Livingston County's population increased by 15 percent, from 157,000 in 2000 to almost 181,000 in 2010. Macomb and Washtenaw counties each saw a boom of almost 7 percent, from 780,000 in 2000 to 841,000 in 2010 and 323,000 in 2000 to 345,000, respectively. And the population of Oakland County saw a slight increase of .7 percent.
Wayne County was hit with a nearly 12 percent decline in residents.
It was a mixed bag for some of the state's largest communities. Rochester Hills and Dearborn saw an increase of 3.2% and .4%, respectively.
Farmington Hills saw a 2.9% decrease in residents since 2000 and St. Clair Shores showed a 5.4% decrease.

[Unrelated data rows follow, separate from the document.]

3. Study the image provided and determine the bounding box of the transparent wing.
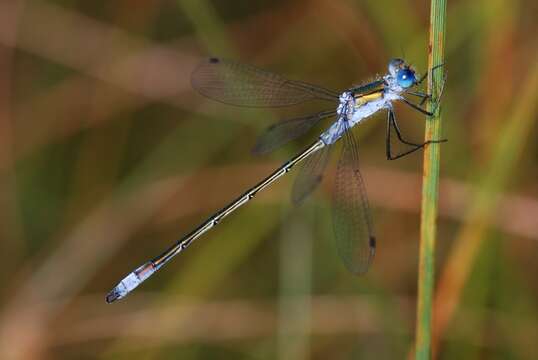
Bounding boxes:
[291,146,330,205]
[333,124,376,274]
[191,58,338,107]
[252,110,336,155]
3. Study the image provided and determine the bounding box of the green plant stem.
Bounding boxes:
[415,0,446,360]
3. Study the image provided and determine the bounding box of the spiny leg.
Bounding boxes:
[386,109,447,160]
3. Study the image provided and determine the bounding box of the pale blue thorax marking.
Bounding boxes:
[319,74,404,145]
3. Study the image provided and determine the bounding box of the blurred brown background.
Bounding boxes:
[0,0,538,359]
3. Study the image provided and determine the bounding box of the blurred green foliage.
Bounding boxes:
[0,0,538,359]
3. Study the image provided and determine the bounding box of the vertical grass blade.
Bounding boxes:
[415,0,447,360]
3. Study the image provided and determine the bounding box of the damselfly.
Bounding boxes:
[106,58,444,303]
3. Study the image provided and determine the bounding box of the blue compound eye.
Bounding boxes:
[396,69,416,89]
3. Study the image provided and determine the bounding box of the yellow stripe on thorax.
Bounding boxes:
[355,90,383,107]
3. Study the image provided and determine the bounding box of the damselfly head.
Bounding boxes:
[389,58,417,89]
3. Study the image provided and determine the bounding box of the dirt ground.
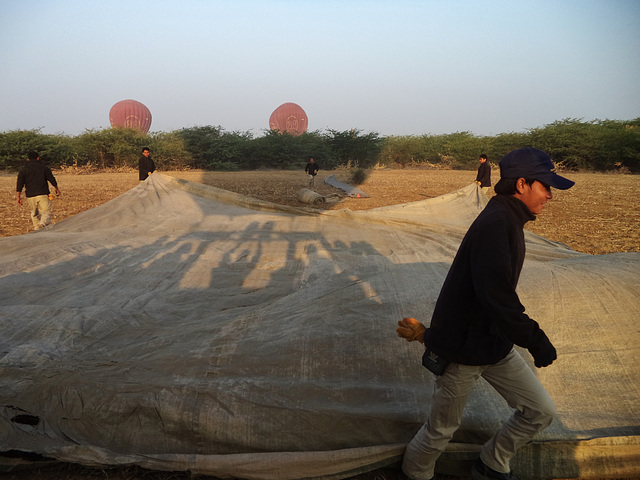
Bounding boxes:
[0,169,640,480]
[0,169,640,254]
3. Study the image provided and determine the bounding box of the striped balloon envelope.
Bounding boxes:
[269,102,309,135]
[109,100,151,133]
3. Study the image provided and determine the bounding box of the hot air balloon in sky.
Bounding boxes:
[269,102,309,135]
[109,100,151,134]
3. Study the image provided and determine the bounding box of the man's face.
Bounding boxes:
[515,178,553,215]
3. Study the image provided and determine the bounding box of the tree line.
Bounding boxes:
[0,117,640,173]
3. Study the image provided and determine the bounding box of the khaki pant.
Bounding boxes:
[402,349,556,480]
[27,195,53,230]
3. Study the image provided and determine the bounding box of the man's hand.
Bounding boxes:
[396,317,426,343]
[531,344,558,368]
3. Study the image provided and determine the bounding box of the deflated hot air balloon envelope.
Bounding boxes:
[269,102,309,135]
[109,100,151,134]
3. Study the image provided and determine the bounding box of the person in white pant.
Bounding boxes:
[397,148,574,480]
[16,151,60,230]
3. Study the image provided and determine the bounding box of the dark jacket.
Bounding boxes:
[476,162,491,187]
[425,195,553,365]
[138,155,156,181]
[304,162,320,175]
[16,160,58,198]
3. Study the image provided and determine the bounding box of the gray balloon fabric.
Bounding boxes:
[0,174,640,479]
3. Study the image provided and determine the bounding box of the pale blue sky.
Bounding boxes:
[0,0,640,136]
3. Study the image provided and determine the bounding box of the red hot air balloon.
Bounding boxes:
[109,100,151,133]
[269,103,309,135]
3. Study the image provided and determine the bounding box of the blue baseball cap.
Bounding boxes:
[500,148,575,190]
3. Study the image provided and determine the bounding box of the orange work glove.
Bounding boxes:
[396,317,426,343]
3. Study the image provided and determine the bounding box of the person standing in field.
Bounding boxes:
[304,157,320,185]
[397,148,574,480]
[16,151,60,230]
[138,147,156,182]
[476,153,491,194]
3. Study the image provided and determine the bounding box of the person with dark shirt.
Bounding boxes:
[16,151,60,230]
[304,157,320,185]
[397,148,574,480]
[476,153,491,193]
[138,147,156,182]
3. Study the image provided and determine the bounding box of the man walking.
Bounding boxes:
[397,148,574,480]
[476,153,491,194]
[304,157,320,185]
[16,151,60,230]
[138,147,156,182]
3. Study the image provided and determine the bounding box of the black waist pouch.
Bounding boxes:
[422,348,449,375]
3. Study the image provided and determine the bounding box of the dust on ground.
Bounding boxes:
[0,169,640,254]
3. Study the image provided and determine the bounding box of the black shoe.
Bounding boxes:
[471,459,518,480]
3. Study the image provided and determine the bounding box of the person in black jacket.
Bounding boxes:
[476,153,491,193]
[304,157,320,185]
[397,148,574,480]
[138,147,156,182]
[16,151,60,230]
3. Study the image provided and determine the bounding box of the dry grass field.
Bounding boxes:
[0,169,640,254]
[0,169,640,480]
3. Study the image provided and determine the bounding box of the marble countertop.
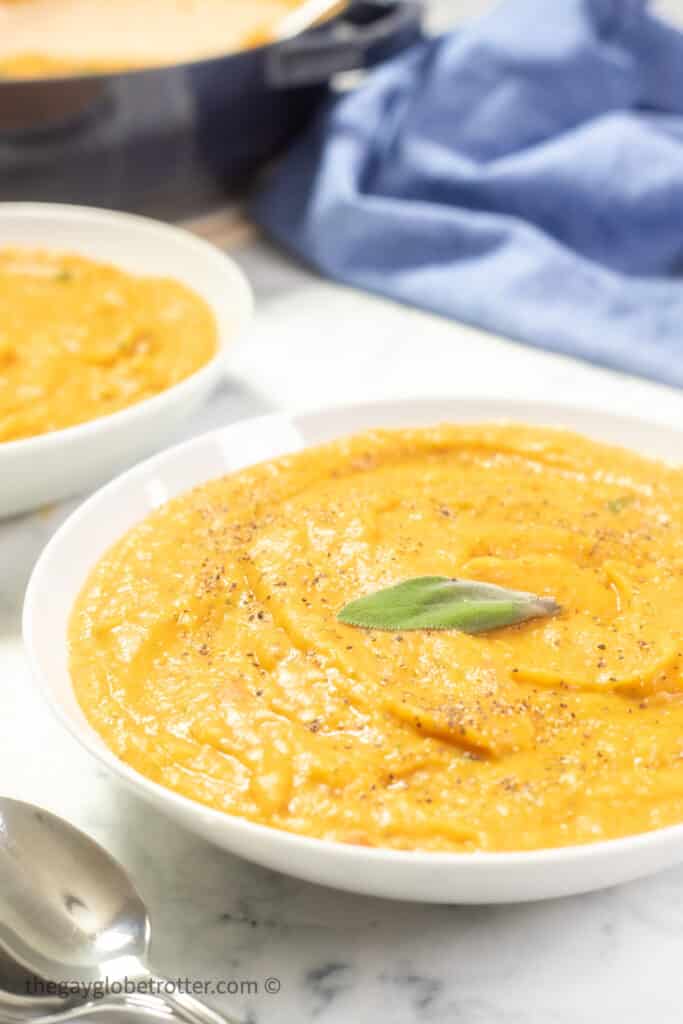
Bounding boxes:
[0,232,683,1024]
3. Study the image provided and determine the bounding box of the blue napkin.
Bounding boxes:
[254,0,683,386]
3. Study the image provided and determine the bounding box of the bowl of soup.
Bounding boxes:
[25,399,683,902]
[0,204,252,516]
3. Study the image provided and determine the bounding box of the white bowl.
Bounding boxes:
[0,203,252,517]
[24,399,683,903]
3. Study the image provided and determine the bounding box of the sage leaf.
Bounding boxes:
[337,577,561,633]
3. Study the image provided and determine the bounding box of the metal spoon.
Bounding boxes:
[0,950,175,1024]
[0,995,177,1024]
[0,797,242,1024]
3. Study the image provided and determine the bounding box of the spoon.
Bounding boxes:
[0,797,241,1024]
[0,995,176,1024]
[0,950,174,1024]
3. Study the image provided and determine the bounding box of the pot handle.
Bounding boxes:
[266,0,422,89]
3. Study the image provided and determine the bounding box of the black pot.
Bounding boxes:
[0,0,421,220]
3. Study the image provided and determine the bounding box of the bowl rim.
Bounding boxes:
[0,202,254,452]
[22,395,683,871]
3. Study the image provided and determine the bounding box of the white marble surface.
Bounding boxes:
[0,234,683,1024]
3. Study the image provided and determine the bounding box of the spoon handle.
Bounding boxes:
[153,976,241,1024]
[0,996,174,1024]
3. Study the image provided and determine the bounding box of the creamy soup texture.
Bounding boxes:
[0,247,218,442]
[71,424,683,851]
[0,0,296,76]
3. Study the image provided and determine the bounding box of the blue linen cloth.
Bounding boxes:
[253,0,683,386]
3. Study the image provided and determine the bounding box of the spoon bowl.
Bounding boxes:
[0,797,237,1024]
[0,798,150,983]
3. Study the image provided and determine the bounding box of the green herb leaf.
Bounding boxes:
[337,577,561,633]
[607,495,636,515]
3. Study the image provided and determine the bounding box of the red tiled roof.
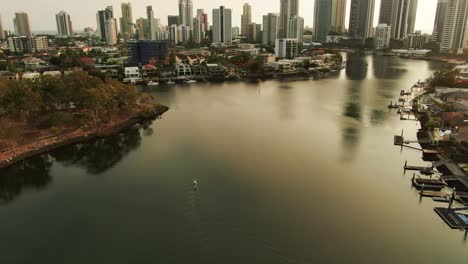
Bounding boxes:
[440,112,463,123]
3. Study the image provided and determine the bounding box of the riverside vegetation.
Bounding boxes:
[0,71,167,165]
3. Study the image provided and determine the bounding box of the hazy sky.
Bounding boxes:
[0,0,437,33]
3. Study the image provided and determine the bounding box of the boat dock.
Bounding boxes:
[434,207,468,230]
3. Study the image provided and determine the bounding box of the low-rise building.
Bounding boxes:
[275,38,299,59]
[23,57,46,70]
[124,67,143,83]
[141,64,158,79]
[374,24,391,49]
[175,64,192,77]
[407,31,432,49]
[206,63,227,78]
[21,72,41,80]
[42,71,62,77]
[0,71,19,80]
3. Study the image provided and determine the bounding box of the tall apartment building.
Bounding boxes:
[349,0,375,39]
[314,0,332,43]
[0,15,6,40]
[241,3,252,36]
[406,0,418,34]
[374,24,391,49]
[279,0,300,38]
[96,6,117,41]
[330,0,346,34]
[440,0,468,54]
[167,16,180,26]
[55,10,73,37]
[120,3,133,39]
[275,38,299,59]
[179,0,193,29]
[13,12,31,36]
[146,6,157,40]
[247,23,262,43]
[262,13,279,45]
[105,18,117,46]
[212,6,232,45]
[432,0,448,42]
[288,16,304,43]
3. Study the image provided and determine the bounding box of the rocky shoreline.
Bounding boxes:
[0,104,169,169]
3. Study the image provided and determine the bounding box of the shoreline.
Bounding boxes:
[331,48,468,64]
[0,104,169,169]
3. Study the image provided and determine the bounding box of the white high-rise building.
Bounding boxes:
[374,24,391,49]
[96,6,117,41]
[407,0,418,34]
[193,9,206,44]
[146,6,157,40]
[13,12,31,36]
[262,13,279,45]
[105,18,117,46]
[120,3,133,39]
[440,0,468,54]
[179,0,193,29]
[348,0,375,39]
[279,0,300,38]
[232,26,240,39]
[275,38,299,59]
[241,3,252,37]
[390,0,412,39]
[212,6,232,45]
[314,0,332,43]
[288,16,304,43]
[432,0,448,42]
[55,11,73,37]
[0,16,5,40]
[330,0,346,33]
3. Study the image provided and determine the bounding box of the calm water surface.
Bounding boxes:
[0,55,468,263]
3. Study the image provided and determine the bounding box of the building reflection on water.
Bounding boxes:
[0,127,147,205]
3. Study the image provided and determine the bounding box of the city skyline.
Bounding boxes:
[0,0,437,33]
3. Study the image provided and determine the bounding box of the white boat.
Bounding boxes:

The census is released every 10 years as a way to gauge the population across the country. The government uses the data to redraw political boundaries. It is also used to allocate federal dollars.
The change in Wayne County's population was affected in large part by the change in population of the city of Detroit, which fell almost 25 percent since 2000.
"Detroit's population loss is the largest of any city in the past 10 years, excluding New Orleans, which was affected by Hurricane Katrina in 2005," said Lisa Niedert, data services manager at the University of Michigan's Institute for Social Research Population Studies Center in Ann Arbor.